Social Engineering - Christopher Hadnagy [173]
“What day is your normal pickup?”
“We have two pickups per week; Set 1 is Wednesdays and Set 2 is Thursdays.”
“Thank you. I can prepare this quote and have it sent over by tomorrow afternoon. What e-mail should I use?”
“Send it to me personally at christie.smith@company.com.”
At this point a little friendly chitchat ensued and before you know it they were laughing and exchanging pleasantries.
“Thanks a lot. Hey, before we hang up can I ask you who you presently use?

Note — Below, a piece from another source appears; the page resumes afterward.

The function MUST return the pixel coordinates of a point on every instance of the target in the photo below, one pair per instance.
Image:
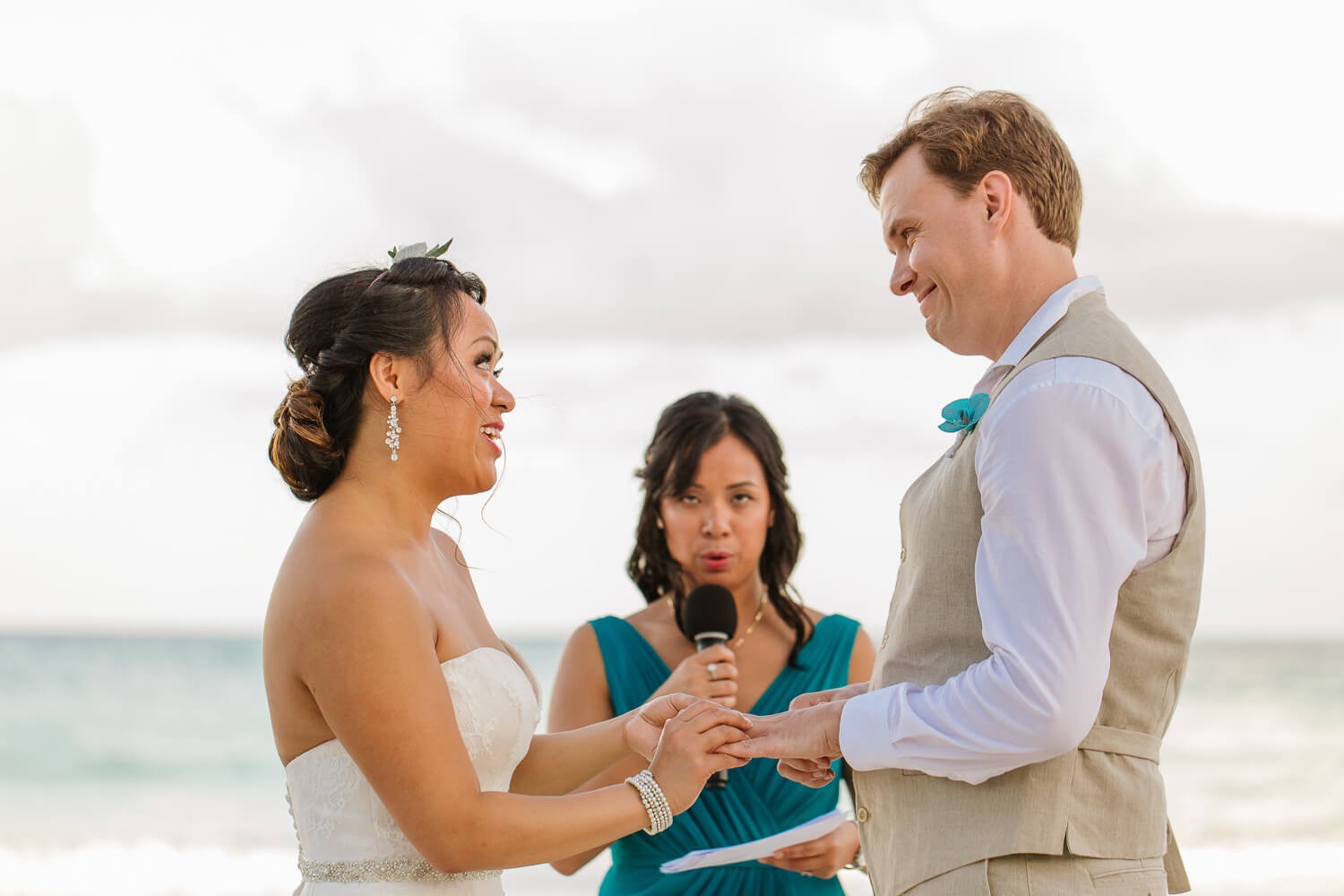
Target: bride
(405, 724)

I like to do a comparative quote.”
“Well, you know…” she hesitated, but then said, “Sure, we use Wasters Management.”
“Thanks Christie, I will make sure you are happy with the quote. We will talk later.”
Armed with this information, Tim went to the website for the present waste management company and copied the logo to a JPG file. He then visited an online shirt printer and in 72 hours had a shirt with the logo in his hands. Knowing that the garbage is picked up on Wednesday and Thursday he wanted to go Tuesday night.

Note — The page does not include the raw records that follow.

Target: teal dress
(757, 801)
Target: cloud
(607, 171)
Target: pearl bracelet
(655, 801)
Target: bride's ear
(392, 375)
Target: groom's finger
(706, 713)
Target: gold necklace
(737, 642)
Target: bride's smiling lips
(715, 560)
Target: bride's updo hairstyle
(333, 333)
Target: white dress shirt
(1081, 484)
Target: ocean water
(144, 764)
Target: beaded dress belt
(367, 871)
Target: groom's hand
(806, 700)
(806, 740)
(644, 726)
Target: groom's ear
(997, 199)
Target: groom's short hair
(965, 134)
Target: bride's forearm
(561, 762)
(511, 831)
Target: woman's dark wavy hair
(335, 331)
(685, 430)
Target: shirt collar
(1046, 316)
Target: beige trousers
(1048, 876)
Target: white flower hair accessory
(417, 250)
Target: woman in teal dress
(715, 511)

He then placed another call to the security department:
“Hello, this is John from Wasters Management, your dumpster disposal people. I was called by Christie Smith’s office stating that you have a damaged dumpster. I know the pickup is on Wednesday so I wanted to come out and check it tomorrow night. If there is a damaged unit I will have the truck bring out a new one. Is it okay if I come out Tuesday night?”
“Sure, let me check—yes, Joe is on tomorrow. When you pull up just stop in the security booth and he will give you a badge.”
“Thanks.”
The next day Tim wore his “company” polo shirt and had a clipboard. The pretext was genius because he knew the dates and internal names. Now, looking like a company employee, he approached the security booth.
“Joe, I’m John from Wasters and I called in yesterday.”
The guard interrupted with, “Yes, I see your name right here.” He handed him a badge and a paper map telling him how to get to the dumpsters. “Do you need one of us to tag along?”
“Nah, I do this all the time.”
Tim was buzzed in and drove over to the dumpsters.
Armed with a perfect pretext and a badge he had the time to do some digging. He knew that Set 2 holds the non-food garbage, so he started his digging there.
After just a little while he loaded a few hard drives, USB keys, some DVDs, and some clear bags full of paper in his trunk. After about an hour or so he drove back out, thanked the security guys, and assured them all is good. Back at the office he dug through the “garbage” and was greeted with some of the juiciest details he couldn’t have found in his wildest dreams.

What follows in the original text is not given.